The specific aims of the proposal are to: 1) Determine trajectories of circulating eCBs following trauma and their relationships with cortisol, arousal symptoms, neural circuits supporting and regulating arousal, and PTSD outcome; 2) Characterize challenge-elicited 2-AG & AEA response as a predictor of PTSD outcome; and 3) Explore the link between AEA with fear memory formation, neural activity in the hippocampal affective memory circuit, and PTSD. This study proposes a longitudinal prospective cohort study of traumatic injury survivors (ie, motor vehicle crash, gunshot and stab wound) evaluated at a level 1 trauma center. Participants will receive a risk screen for PTSD and if risk positive, an initial blood draw in the hospital (2-AG, AEA, cortisol). Acute blood draws and symptom assessments will occur at 1 and 2 weeks, amygdala and medial prefrontal cortex (mPFC) functioning utilizing functional magnetic resonance imaging (fMRI) and structured clinical interview to assess PTSD, depression, and other psychological disorders, along with a challenge task to evaluate eCB responding will occur at 1 month, with additional blood draws and structured clinical interviews occurring at 3, 6, and 12 months. Standardized laboratory techniques will be used to assess the serum for 2-AG, AEA, and cortisol. Statistical analysis will evaluate trajectories of eCBs, their relationships with cortisol, fear and affective memory circuitry, and collectively the capacity of these measurements to predict non-remitting PTSD.
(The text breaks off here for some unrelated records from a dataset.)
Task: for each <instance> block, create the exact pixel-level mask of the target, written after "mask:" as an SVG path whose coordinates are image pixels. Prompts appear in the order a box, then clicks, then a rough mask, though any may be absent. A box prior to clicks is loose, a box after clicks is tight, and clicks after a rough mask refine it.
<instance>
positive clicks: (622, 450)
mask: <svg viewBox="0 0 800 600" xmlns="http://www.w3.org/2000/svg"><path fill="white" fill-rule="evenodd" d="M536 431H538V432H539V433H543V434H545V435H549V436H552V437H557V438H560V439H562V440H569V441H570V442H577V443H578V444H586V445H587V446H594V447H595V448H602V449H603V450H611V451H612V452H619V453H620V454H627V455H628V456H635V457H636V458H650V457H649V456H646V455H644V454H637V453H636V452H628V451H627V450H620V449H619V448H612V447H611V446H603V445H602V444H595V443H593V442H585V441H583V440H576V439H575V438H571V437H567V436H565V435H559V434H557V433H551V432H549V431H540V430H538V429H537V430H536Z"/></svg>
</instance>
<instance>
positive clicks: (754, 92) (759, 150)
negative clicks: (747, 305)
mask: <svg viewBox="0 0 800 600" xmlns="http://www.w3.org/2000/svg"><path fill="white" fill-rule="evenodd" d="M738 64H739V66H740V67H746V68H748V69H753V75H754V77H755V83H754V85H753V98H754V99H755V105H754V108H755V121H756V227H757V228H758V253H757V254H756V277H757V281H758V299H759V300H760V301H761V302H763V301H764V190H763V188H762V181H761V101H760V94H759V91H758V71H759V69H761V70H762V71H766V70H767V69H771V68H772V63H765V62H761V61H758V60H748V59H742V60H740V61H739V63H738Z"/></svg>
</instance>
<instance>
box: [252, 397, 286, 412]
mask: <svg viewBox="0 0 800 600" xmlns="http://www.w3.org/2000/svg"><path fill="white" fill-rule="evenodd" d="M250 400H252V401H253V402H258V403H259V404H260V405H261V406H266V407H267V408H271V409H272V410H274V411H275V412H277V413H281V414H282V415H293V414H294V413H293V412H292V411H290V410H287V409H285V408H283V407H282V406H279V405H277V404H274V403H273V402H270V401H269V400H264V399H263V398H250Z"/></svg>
Posttraumatic stress disorder (PTSD) is debilitating, has been shown to be significantly related to high medical comorbidity, and is associated with significant societal burden as the costliest anxiety disorder impacting civilian and military populations in the United States and worldwide. Understanding the acute neurobiological pathway from trauma to non-remitting PTSD is essential for development of interventions that prevent the occurrence of this devastating disorder.